Devanti did not stay quiet, she just communicated differently. She learned to write. She learned to listen with the kind of attention most people never develop.

In 2017, the Gram Nirman Programme, implemented by Caritas India with support from Caritas Australia, arrived in Angara Block carrying an idea that was simple and, in this context, radical: persons with disabilities are not objects of charity. They are holders of rights. And the goal is not to deliver services to them. It is to dismantle the barriers that kept those services out of reach.

Six people came together for the first meeting. Devanti was one of them. She began attending regularly. She noticed things others missed. She remembered everything. As the group grew, from six to dozens, from dozens to hundreds, spreading across 21 Panchayats, it needed a Secretary. Someone to keep the minutes, maintain the records, hold the institutional memory. Someone reliable. Someone who paid attention. The members looked around the room.

They chose Devanti. A woman who had spent her life being overlooked because she could not produce words in the expected way was now elected, by people who knew exactly what they were doing, to lead.

Then the group went one step further. When it came time to give themselves a name, they did not reach for a slogan or an acronym or an aspiration. They named the group after her. The Devanti Divyang Samiti. By popular demand. Because she had become, quietly and without announcement, the person who held all of them together.
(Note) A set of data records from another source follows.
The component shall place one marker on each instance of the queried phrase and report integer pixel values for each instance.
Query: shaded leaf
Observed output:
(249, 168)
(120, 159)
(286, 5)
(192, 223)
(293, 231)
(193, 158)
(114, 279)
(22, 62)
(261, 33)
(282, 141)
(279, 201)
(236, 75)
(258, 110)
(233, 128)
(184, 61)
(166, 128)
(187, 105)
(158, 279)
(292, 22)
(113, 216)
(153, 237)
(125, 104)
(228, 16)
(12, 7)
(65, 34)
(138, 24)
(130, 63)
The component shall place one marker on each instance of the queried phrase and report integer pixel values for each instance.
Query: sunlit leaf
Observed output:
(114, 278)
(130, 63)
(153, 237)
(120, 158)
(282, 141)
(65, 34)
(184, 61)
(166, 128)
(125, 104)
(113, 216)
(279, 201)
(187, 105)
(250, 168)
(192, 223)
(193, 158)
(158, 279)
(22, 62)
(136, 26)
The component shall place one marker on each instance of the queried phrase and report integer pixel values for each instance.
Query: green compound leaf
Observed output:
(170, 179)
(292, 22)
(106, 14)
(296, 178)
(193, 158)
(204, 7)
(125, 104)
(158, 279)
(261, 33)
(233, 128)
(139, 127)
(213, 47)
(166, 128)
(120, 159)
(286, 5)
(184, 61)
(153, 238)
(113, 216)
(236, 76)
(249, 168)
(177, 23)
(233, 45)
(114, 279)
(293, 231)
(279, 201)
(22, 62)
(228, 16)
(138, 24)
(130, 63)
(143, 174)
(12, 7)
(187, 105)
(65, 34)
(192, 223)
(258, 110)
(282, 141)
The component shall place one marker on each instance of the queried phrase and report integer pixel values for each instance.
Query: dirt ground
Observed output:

Today, Devanti writes the minutes of every meeting. She helps her fellow members navigate the government systems that were always supposed to serve them but rarely did. She accompanies people to block and district offices. She sits in Gram Sabha meetings, the village governance forums where persons with disabilities were once invisible, and she makes sure they are not invisible anymore.

Outside the group, she has built a livelihood of her own. She took up tailoring. Every day she sits at her sewing machine and stitches cloth into garments, earns her keep, and does not need anyone’s pity to do it.
Gram Sabhas that once conducted their business without a thought for who was absent are now hearing from people who were always absent before. The shift is from charity to rights, from pity to respect, from exclusion to something that is starting to look like belonging.

The Gram Nirman Programme did not fix Devanti. What it did was create a structure in which she could be exactly who she had always been, and where who she had always been turned out to matter enormously.

In a region where persons with disabilities were once barely visible in public life, Devanti’s name is now on the letterhead of a movement that is making sure they cannot be ignored.